Per questo ritorno. Perché il mondo si apre in modo completamente diverso a seconda del dialetto che si usa, perché sono immerso in uno shock culturale, in un continuo avanti e indietro. Perché sono costretto dalla relatività linguistica di Sapir-Whorf (il linguaggio plasma la mia visione del mondo) e dall’idea folle ma meravigliosa di Burroughs secondo cui il linguaggio è un virus in cui il soggetto viene manipolato. Come non identificarmi con quella magnifica opera di Diego Carreño (La lingua è un muscolo, ma il linguaggio è un virus) che mette in pratica la tesi di Burroughs e la porta fino a estremi esilaranti!

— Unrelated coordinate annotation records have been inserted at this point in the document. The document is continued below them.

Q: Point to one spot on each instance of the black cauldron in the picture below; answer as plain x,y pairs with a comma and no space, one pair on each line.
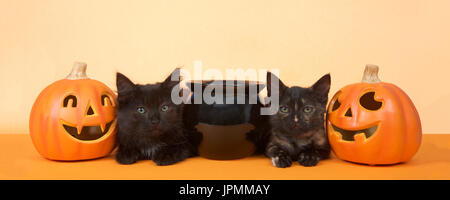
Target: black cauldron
224,126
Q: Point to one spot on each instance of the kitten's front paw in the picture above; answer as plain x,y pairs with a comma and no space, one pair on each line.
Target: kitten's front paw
169,157
308,159
126,159
281,161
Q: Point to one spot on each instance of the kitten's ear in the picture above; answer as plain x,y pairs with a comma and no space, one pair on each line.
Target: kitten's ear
271,77
124,84
174,78
322,87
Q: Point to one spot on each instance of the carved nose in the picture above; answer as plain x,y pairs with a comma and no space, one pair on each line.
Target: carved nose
90,111
348,113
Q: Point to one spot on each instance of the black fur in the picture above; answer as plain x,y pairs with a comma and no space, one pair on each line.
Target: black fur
157,133
297,133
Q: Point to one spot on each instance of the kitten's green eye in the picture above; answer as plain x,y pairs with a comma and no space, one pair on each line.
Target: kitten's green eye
164,108
308,109
284,109
141,110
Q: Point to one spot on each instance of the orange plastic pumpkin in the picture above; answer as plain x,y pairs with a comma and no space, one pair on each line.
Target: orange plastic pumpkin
74,118
373,122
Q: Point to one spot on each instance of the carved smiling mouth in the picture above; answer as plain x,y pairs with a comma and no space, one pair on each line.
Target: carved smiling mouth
87,132
348,135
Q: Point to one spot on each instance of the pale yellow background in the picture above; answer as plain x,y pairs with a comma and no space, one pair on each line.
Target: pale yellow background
408,39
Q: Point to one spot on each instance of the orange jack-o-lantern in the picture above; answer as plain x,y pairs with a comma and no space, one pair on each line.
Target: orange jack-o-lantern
373,122
74,118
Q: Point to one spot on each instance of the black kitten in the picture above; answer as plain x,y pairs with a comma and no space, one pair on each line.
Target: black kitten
297,131
150,125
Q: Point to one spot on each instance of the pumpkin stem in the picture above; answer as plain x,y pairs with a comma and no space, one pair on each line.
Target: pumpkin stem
78,71
371,74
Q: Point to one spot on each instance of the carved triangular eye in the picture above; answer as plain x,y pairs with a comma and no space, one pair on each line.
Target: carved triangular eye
70,100
336,103
368,101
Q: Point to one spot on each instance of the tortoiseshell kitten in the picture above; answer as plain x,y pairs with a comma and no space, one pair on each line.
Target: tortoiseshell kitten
297,130
150,125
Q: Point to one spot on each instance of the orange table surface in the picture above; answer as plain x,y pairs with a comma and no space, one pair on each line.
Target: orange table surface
19,160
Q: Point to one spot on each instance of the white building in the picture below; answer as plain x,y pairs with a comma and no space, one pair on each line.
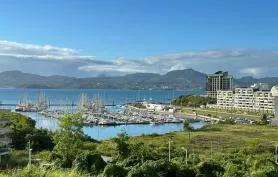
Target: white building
218,81
274,92
245,99
263,101
225,99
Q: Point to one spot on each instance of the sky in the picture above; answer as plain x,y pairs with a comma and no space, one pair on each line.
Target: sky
85,38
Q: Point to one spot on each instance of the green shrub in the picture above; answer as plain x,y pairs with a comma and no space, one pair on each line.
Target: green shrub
89,163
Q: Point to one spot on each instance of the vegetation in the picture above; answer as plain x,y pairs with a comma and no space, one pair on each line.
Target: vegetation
227,150
24,130
220,113
193,100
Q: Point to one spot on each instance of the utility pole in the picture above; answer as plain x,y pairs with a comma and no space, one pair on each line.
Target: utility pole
211,149
276,160
30,154
169,153
185,156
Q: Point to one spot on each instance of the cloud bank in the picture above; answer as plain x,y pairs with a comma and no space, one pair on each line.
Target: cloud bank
52,60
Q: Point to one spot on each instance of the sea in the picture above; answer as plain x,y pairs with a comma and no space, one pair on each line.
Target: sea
109,97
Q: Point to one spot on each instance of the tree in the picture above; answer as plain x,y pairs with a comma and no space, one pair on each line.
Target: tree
89,163
113,170
68,140
122,145
264,119
187,127
41,139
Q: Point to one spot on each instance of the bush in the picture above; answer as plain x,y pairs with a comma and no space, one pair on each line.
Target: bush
210,169
89,163
113,170
160,168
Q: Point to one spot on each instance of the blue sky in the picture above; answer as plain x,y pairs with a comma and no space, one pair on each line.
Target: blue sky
117,31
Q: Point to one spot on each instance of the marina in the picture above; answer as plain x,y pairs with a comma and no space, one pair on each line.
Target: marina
114,102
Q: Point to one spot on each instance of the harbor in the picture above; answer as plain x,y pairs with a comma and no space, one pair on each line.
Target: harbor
113,101
94,112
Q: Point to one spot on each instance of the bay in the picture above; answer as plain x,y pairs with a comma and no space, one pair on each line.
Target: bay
109,96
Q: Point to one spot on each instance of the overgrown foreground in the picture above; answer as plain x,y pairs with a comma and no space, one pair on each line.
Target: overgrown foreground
216,150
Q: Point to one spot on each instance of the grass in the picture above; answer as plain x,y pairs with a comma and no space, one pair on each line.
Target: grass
222,113
218,138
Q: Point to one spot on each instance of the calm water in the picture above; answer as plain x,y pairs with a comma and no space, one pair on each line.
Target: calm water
109,96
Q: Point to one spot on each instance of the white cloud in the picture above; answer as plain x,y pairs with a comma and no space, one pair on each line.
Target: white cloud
50,60
43,52
251,71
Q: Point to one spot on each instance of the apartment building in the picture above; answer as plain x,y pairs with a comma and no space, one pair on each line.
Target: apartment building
225,99
218,81
246,99
263,101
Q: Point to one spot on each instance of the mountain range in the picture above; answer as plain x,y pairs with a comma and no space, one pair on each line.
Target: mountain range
178,79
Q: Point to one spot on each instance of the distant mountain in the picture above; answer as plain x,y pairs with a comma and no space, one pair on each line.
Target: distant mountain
247,81
179,79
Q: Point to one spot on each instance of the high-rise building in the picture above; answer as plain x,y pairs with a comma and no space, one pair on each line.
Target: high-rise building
219,81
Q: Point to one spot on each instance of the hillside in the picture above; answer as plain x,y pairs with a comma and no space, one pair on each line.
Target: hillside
179,79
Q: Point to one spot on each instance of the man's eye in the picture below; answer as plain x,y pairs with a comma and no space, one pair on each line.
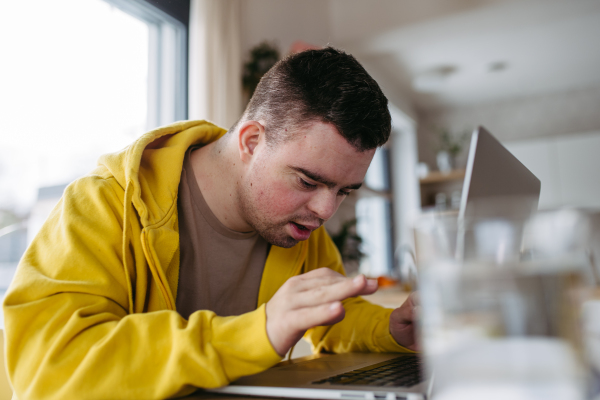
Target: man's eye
306,184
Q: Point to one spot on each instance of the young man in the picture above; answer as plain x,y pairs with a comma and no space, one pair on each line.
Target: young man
197,256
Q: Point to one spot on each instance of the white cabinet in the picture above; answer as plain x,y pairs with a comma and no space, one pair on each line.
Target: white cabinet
568,167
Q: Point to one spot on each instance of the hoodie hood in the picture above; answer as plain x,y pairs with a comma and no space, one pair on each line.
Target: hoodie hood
149,170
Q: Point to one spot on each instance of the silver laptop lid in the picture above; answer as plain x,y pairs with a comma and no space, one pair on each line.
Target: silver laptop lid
496,183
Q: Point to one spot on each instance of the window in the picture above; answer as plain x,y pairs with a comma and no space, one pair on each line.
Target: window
79,78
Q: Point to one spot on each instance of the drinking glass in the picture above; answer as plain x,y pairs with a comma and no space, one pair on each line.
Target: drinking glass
501,304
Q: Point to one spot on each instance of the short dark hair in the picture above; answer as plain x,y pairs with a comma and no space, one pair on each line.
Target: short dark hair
325,85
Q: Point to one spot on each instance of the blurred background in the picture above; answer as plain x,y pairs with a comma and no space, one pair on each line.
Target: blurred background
80,78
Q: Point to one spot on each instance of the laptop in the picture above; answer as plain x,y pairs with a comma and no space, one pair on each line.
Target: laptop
492,172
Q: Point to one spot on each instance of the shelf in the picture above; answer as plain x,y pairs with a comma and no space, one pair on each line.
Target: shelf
440,177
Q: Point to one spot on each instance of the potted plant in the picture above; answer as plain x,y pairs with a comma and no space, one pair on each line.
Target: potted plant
262,57
449,147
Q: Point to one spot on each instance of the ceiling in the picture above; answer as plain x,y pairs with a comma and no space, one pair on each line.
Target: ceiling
457,52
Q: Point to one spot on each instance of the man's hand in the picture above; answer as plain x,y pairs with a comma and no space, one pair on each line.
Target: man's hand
310,300
402,323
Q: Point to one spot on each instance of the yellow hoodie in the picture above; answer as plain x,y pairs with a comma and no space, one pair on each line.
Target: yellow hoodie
91,310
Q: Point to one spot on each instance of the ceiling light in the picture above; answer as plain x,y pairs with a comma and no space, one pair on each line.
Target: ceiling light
434,79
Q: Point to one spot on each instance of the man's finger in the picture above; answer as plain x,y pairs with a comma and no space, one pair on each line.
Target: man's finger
323,314
337,291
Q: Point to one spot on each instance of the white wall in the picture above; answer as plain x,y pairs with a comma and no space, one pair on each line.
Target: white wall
284,22
543,116
567,166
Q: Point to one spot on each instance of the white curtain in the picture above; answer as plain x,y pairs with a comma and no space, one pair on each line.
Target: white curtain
215,87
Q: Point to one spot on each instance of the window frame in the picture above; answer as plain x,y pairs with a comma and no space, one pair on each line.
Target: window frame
167,57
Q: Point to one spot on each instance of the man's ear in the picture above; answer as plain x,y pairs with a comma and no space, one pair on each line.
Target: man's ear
250,134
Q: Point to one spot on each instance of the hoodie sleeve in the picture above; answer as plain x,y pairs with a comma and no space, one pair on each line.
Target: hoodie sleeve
365,328
68,330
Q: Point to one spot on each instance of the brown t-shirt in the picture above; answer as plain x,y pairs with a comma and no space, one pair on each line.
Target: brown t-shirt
220,269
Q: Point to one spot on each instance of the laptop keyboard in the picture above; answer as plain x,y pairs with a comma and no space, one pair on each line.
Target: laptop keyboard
403,371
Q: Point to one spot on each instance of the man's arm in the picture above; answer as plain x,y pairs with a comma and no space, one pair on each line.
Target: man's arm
366,326
68,330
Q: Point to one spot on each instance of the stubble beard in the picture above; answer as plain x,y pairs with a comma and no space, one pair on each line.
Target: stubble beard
273,232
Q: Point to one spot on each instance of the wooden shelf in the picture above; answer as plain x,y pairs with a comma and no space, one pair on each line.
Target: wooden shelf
440,177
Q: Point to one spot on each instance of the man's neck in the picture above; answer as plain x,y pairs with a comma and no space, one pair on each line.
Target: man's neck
218,170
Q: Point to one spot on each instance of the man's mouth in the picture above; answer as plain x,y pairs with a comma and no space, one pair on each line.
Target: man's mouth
305,227
301,232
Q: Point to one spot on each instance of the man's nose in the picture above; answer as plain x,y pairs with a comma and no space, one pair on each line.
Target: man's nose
324,204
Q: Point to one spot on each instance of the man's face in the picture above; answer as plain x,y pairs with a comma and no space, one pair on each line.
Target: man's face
291,188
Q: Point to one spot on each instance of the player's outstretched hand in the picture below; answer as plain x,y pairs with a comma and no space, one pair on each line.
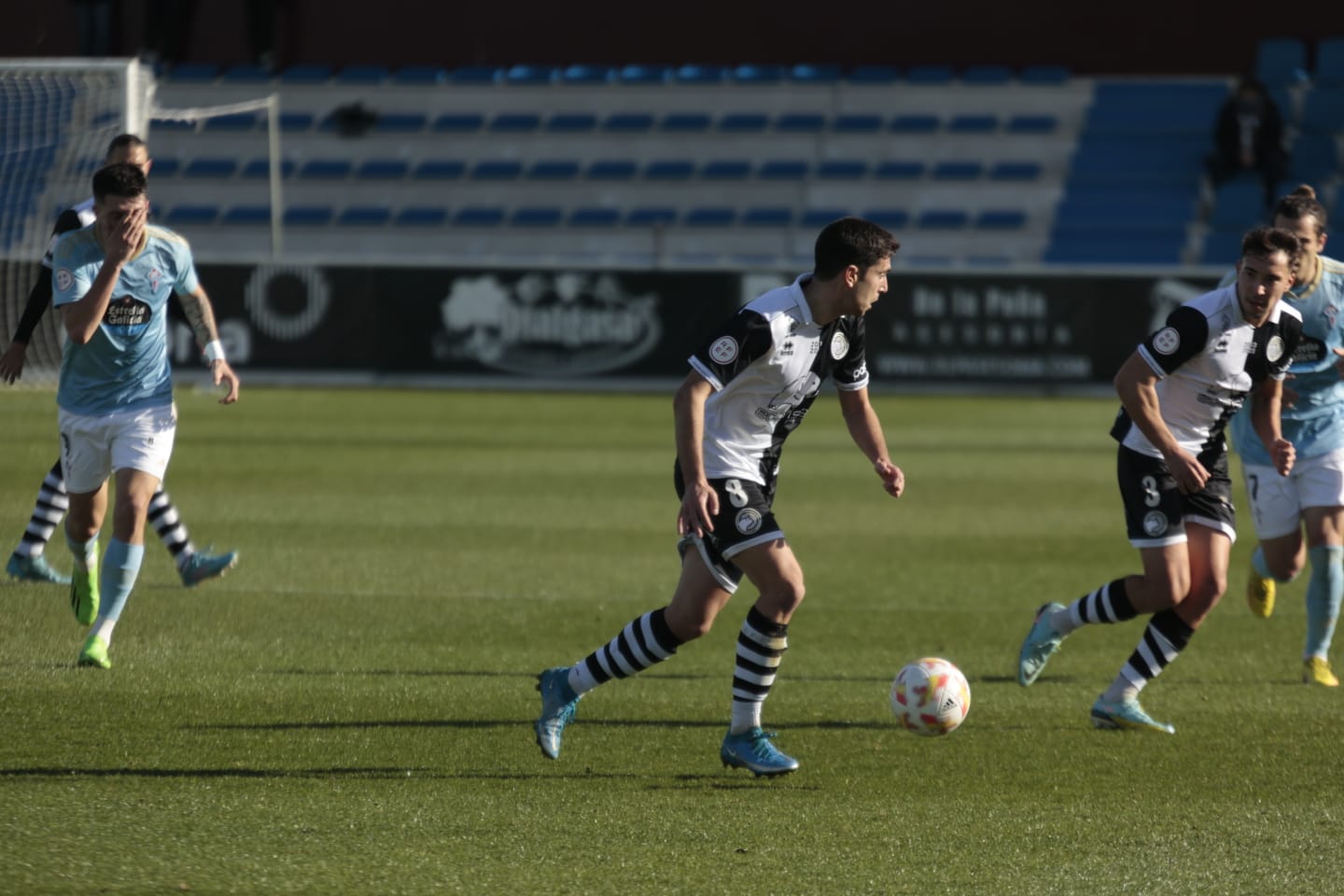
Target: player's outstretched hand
892,480
699,507
11,363
223,373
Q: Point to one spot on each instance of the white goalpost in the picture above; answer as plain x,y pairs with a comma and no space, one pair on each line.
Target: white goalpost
57,119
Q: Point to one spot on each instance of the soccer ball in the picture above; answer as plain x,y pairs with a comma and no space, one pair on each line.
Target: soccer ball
931,697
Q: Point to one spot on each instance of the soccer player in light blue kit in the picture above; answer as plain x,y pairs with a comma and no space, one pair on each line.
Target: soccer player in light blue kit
1313,421
116,410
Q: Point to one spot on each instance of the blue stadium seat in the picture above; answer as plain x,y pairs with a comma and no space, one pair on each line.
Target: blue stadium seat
943,219
515,122
525,74
214,168
972,124
611,170
767,217
382,170
958,171
191,216
800,122
874,74
324,170
246,216
900,171
628,122
595,217
686,122
669,170
1281,61
308,216
636,74
458,122
782,170
651,217
1001,219
842,170
420,217
698,74
364,217
399,122
914,124
420,77
497,170
1032,124
1022,171
553,170
537,217
710,217
362,76
439,170
857,124
889,217
305,74
726,170
476,76
581,74
742,122
257,168
571,122
479,217
812,74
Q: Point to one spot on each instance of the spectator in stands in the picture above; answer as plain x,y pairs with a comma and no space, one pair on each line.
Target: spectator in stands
1249,137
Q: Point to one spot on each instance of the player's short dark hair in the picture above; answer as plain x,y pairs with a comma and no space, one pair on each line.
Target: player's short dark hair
125,141
851,241
1301,203
119,179
1264,242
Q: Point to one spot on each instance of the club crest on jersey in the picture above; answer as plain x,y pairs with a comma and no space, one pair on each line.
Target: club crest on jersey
749,520
1155,525
723,349
1274,349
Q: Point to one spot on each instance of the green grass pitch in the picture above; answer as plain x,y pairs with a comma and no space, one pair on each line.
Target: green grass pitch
350,711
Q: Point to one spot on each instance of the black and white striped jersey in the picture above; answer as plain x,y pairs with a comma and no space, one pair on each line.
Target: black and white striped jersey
1209,359
766,366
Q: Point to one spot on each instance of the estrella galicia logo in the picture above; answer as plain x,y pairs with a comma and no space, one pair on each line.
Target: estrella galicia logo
547,324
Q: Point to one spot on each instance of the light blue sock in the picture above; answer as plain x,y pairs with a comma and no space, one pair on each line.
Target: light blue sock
1262,568
119,567
1323,598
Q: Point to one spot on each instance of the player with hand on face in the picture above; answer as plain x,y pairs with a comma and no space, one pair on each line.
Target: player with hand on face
116,407
28,562
1178,390
748,390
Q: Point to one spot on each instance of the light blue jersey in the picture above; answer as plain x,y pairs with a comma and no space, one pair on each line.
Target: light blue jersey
125,364
1315,425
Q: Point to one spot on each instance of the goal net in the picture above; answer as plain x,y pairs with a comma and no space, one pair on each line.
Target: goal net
57,117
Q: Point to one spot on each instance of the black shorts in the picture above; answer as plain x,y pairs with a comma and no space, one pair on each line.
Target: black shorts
744,522
1155,510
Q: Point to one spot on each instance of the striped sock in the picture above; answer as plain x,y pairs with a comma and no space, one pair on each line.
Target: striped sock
761,645
644,642
1103,606
48,512
1167,635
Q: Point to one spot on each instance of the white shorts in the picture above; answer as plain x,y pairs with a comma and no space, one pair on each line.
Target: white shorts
1277,501
93,448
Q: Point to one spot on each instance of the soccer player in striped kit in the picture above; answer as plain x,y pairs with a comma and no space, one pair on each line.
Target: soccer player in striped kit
28,560
1312,497
748,390
1178,391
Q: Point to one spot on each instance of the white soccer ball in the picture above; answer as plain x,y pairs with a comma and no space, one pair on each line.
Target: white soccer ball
931,697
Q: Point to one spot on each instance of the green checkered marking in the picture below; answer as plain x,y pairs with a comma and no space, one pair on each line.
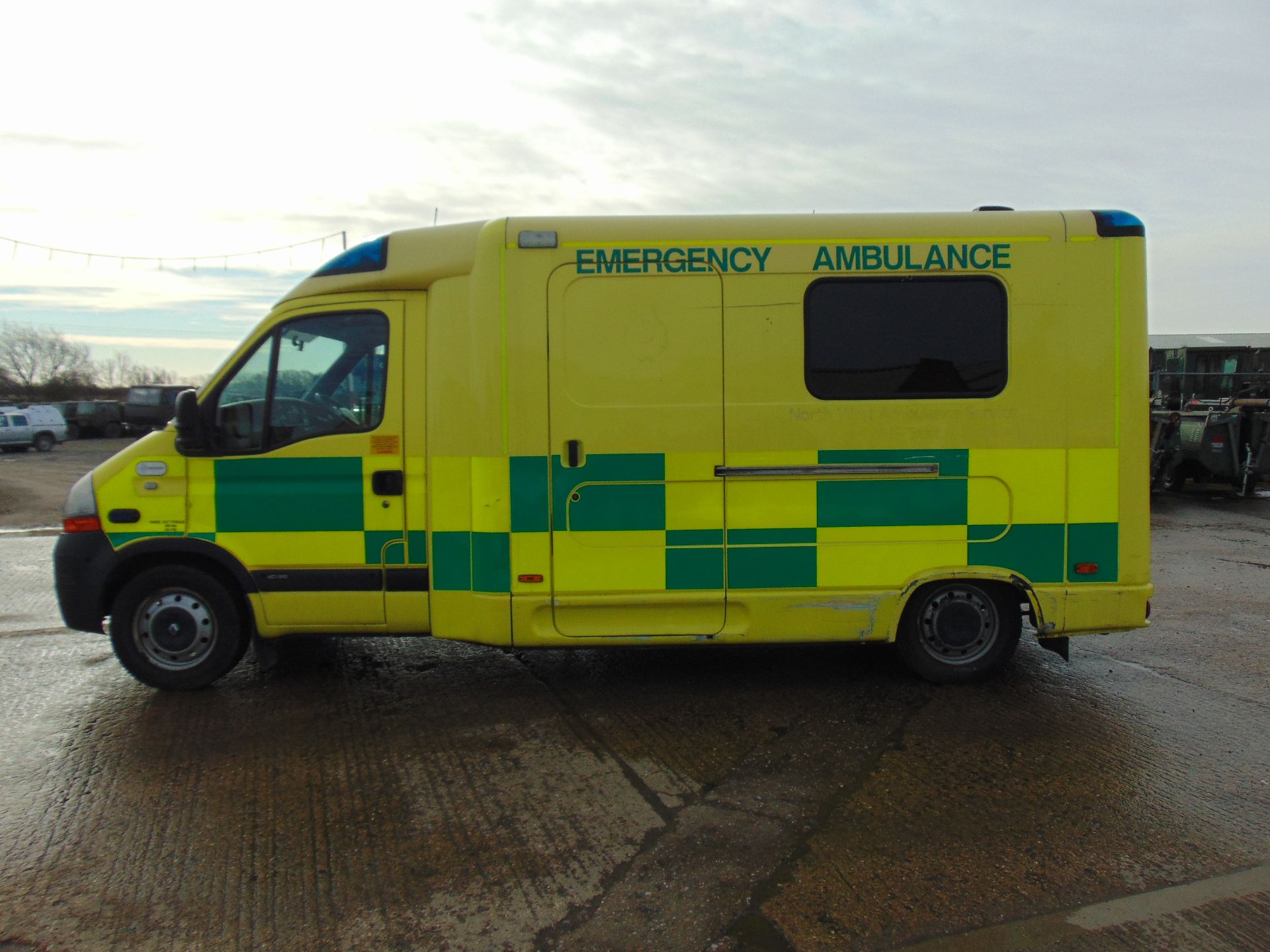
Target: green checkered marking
472,561
492,561
698,568
313,494
626,493
375,541
417,546
952,462
1094,542
1033,550
629,494
771,568
451,561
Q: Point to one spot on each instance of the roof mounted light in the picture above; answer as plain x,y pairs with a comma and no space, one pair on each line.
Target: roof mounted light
367,257
1111,223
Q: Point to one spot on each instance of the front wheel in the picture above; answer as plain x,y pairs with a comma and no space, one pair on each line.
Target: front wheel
958,633
177,627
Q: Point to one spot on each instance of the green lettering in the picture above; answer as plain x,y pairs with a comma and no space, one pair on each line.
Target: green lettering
610,263
849,262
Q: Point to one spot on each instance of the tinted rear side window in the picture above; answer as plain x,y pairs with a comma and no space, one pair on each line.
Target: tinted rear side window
905,338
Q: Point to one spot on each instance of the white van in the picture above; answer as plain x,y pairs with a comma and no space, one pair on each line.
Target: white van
21,428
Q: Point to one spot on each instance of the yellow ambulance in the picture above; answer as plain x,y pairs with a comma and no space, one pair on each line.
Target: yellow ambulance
652,430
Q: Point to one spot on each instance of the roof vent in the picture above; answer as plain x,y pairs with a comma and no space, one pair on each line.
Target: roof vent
538,239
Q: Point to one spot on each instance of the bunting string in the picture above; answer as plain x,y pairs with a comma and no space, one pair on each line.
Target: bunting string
173,260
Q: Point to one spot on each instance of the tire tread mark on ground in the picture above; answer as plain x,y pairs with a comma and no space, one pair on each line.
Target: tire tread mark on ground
752,930
603,748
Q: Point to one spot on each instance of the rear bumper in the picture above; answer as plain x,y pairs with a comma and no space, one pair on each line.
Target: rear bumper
81,564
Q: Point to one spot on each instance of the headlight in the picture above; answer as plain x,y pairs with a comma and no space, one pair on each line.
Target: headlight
80,500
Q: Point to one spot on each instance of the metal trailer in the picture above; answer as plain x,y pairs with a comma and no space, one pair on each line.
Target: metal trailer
1228,442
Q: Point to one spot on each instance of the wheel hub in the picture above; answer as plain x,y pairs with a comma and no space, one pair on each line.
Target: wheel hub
959,625
175,630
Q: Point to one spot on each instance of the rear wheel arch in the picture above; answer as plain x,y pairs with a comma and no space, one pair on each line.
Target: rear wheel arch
962,627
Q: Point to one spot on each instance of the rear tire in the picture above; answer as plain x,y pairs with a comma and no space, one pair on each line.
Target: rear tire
956,633
178,629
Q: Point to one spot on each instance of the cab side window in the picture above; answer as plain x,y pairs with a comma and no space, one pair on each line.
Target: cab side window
310,377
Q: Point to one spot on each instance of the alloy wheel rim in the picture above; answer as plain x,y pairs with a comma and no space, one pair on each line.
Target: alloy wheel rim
175,630
959,625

Che personaggio interpreta Diego! Un nevrotico ossessivo, un parafasico che cerca di portare a termine la sua tesi e si permette di capovolgere il linguaggio, cioè il potere, l’ordine. Procrastinando, è vero, ma con umorismo linguistico, che ha sempre il potenziale per agitare e sovvertire. In questo tentativo non riesce a trovare le parole giuste, annulla quelle conosciute e porta all’ambivalenza e ai lapsus. Un altro povero bilocato come me, contaminato da paronomasie, malapropismi (“Solo i cardinali sanno cantare l’Ave Maria. Certo, siccome i cardinali sono uccelli, allora sanno cantare l’Ave Maria, perché sono entrambi uccellini… Uccellini!”); mondegreen –errori di interpretazione che si commetono durante l´ascolto di un brano. Ad esempio: sentire un rayo misterioso arácnido en tu pelo (un misterioso fulmine, un aracnide nei tuoi capelli) invece di un rayo misterioso hará nido en tu pelo (un misterioso fulmine si anniderà nei tuoi capelli)– e calembour –raggruppamento di sillabe che alterano il significato delle parole– (“Padre Sito”, ´prete Sito` in vece di “padrecito”, ´piccolo prete`). Dopotutto, piccole rivoluzioni, come direbbe Orwell, come adattare il passato al presente, il mondo nuovo al vecchio, un senso dell’umorismo all’altro. Per questo ritorno. Per “laudare” i panni sporchi in pubblico, per avere la faccia “rosta”, senza cavare sangue da una “capa”, senza aggiungere benzina sul “gioco”, guardando con la coda dell’occhio quello che avevo lasciato.